Real-time reverse transcriptase PCR (rRT-PCR) is the most accurate method for the detection of dengue virus (DENV) and yellow fever virus (YFV) in acute illness. However, performing rRT-PCR is not feasible for many laboratories in regions of endemicity. The current study compared new reverse transcription–insulated isothermal PCRs (the POCKIT DENV and YFV reagent sets) with laboratory-developed rRT-PCRs for both viruses using clinical samples and viral strains from different endemic regions. Sensitivity and specificity of the POCKIT DENV Reagent Set were 87.2% (68/78 samples) and 98.2% of samples (54/55), respectively. The YFV reagent set demonstrated sensitive detection of YFV RNA from six viral strains down to an estimated concentration of 2.5 log10 copies/mL and proved to be specific for YFV. Although the POCKIT assays require RNA extraction, they may provide accurate and less-complex options for molecular testing in laboratory settings where rRT-PCR is not practical.

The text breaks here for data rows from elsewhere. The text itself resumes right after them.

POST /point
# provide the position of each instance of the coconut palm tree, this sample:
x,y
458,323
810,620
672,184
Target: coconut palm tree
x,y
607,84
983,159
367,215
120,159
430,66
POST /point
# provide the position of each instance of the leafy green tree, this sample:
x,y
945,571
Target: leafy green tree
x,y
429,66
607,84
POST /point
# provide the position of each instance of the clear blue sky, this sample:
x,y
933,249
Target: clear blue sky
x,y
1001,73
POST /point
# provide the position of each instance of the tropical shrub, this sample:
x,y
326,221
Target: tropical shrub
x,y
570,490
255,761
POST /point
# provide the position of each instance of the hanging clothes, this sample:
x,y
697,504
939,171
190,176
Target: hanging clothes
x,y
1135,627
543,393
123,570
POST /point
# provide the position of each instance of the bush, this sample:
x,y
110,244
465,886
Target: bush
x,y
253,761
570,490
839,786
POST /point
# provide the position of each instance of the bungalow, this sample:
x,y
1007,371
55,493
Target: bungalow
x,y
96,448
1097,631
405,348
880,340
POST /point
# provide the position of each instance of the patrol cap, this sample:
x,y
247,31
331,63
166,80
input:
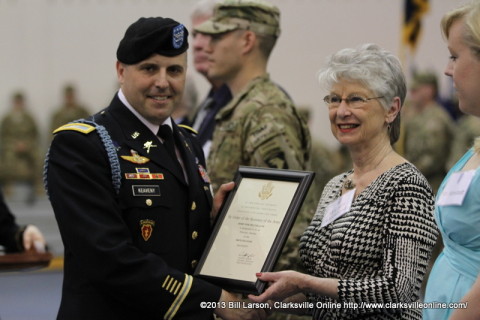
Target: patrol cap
x,y
148,36
258,16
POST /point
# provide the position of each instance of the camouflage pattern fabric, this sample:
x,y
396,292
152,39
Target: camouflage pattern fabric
x,y
468,128
19,140
261,127
428,136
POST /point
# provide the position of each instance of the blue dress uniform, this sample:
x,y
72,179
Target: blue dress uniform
x,y
130,248
11,234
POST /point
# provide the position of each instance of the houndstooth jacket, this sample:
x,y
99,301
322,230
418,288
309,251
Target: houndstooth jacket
x,y
378,250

The genus Flavivirus includes dengue virus (DENV), the most common human arbovirus worldwide, and yellow fever virus (YFV), which remains a significant public health threat despite the availability of an effective vaccine.14 Both pathogens present diagnostic challenges in regions of endemicity.36 Real-time reverse transcriptase PCR (rRT-PCR) is the most accurate method for DENV and YFV detection during acute infection, although viral RNA may only be detectable in serum or plasma for 5–7 days after symptom onset.4,6 In resource-limited settings, few laboratories have the capacity to perform high-complexity molecular testing, and results from national or regional reference laboratories are not available in a clinically relevant time frame. As a result, patients may receive a clinical diagnosis that is inaccurate for differentiating DENV or YFV from many other causes of acute febrile illness.24 Timely diagnosis and initiation of management for dengue improve clinical outcomes.2 Similar data are not available for yellow fever, where early detection may be particularly important, given the high case-fatality rate for severe cases.4 Rapid diagnostics are available for the detection of DENV nonstructural protein 1 (NS1) and anti-DENV IgM, but these are significantly less sensitive than rRT-PCR during acute infection.6,7 Testing for anti-YFV IgM is often limited to reference laboratories. For both DENV and YFV, IgM is not reliably detectable until 5 days after symptom onset, and significant cross-reactivity occurs between flaviviruses.3,4,6,8

Recently, a hydrolysis probe–based reverse transcription–insulated isothermal PCR has been developed for the detection of DENV in serum (POCKIT DENV Reagent Set, GeneReach Biotechnology, Taichung City, Taiwan).913 This assay can be performed on a handheld battery-powered instrument that is inexpensive relative to the costs of real-time PCR instruments. Although assay comparisons between the DENV reagent set and an FDA-cleared DENV rRT-PCR have been reported,9,10 independent evaluations of this assay have not been published. In addition, no data have been published regarding the performance of the POCKIT YFV Reagent Set. The objectives of the current study were to evaluate both reagent sets using a diverse set of clinical samples and/or reference viral strains from different regions of endemicity and to compare assay performance with sensitive laboratory-developed rRT-PCRs for each pathogen.14,15

Evaluation of the POCKIT DENV Reagent Set was performed using pre-collected clinical samples from sites in Guatemala (DENV-2 and -3), Paraguay (DENV-1 and -4), and Sri Lanka (DENV-2). Samples had been obtained from patients with a suspected arboviral illness within the first 7 days of symptom-onset as part of ongoing arboviral studies (Guatemala and Paraguay) or routine clinical care (Sri Lanka). Sera were collected in Paraguay and Sri Lanka, whereas plasma and whole blood samples were collected in Guatemala. This research protocol was reviewed and approved by the Emory University Institutional Review Board (Protocol 91162). All statistical analyses were performed using GraphPad software (v. 8.1.1, GraphPad, San Diego, CA).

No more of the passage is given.